The Market


Bonhams to offer 1932 Bugatti Type 55 at Rétromobile 2020

Bonhams to offer 1932 Bugatti Type 55 at Rétromobile 2020 13th September 2019

Next February, Bonhams will headline its Paris sale with the famous ex-Geoffrey St John, Figoni-bodied 1932 Bugatti Type 55. In other news this morning, ‘by mutual agreement’ the Donald Campbell DB4 GT has been pulled from the Goodwood catalogue as it has found a new owner pre-sale.

The potent Bugatti ran in the 1932 Le Mans 24 Hours fitted with temporary four-seater bodywork to meet the rules of the day. After Le Mans, the car was sold by first owner Count Bouriat to wealthy French magazine publisher Jacques Dupuy, who commissioned a rakish two-seater by Giuseppe Figoni of Boulogne-sur-Seine. Having lived in France for its early life, the car was bought by discerning British Bugatti connoisseur Geoffrey St John in 1963. It will be offered from his estate at next year’s Grand Palais auction, at an estimate so far ‘On Request’.

The 2019 Bonhams Goodwood Revival sale

The removal of the headlining Aston Martin DB4 GT – now simply listed online as ‘sold’ – will make a £2.2m to £2.8m dent in Bonhams’ published gross.

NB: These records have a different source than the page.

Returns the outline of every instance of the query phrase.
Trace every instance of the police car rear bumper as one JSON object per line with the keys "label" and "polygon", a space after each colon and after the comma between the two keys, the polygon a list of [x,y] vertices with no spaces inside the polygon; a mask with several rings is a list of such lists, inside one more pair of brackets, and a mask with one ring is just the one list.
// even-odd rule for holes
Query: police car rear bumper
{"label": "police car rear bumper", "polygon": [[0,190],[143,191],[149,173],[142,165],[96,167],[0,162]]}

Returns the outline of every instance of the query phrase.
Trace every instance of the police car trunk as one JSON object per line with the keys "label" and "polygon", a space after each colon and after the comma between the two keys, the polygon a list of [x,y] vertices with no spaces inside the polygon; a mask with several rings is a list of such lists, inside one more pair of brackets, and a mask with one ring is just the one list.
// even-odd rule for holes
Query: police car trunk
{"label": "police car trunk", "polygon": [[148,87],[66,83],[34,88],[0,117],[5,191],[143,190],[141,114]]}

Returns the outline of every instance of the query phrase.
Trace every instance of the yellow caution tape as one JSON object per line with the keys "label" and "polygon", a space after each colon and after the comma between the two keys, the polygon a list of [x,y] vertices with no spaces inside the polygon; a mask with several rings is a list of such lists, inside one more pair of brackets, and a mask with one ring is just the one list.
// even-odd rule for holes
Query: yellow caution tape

It also halves last year’s mid-estimate average from £298k to £141.7k. Plus, the event now lacks a real headliner, although the elegant 1935 Bugatti Type 57 Atalante Faux Cabriolet (est. £1m to £1.5m) might spring a surprise.

It’s not as if the catalogue is short of Astons: ten other cars are listed, including several from the estate of the late Peter Phillips.

These have already been offered to the trade in recent weeks but it probably makes more sense to dispose of them – and the other cars – at a top-tier auction. Two stand out, with the fate of the 1969 DB6 Mark 2 Volante (upgraded to Vantage, at £650k to £750k) likely to be a real bellwether of today’s topsy-turvy marque values. Only a few years ago this would easily have been a £1m+ car.

The other is the 1990 V8 Volante, an understated Balmoral Green Aston in nearly-but-not-quite ‘Prince of Wales’ spec for £100k to £150k. Expect that one to sell, and possibly by some margin.

At a glance:

* 106 cars (2018, 114)
* 2018 gross, £15,069,406 at 66% sold by number
* Mid-estimate average £141.7k (2018, £298.0k)
* Number of cars at No Reserve: seven (2018, one)
* One(s) to watch: The two Aston convertibles and the Classiche-certified, £450k to £550k RHD Ferrari ‘Daytona’, post-Pebble market indicators all

Expect a full report on this sale – and a flavour of the action at this year’s Revival – to come from the K500 team over the weekend.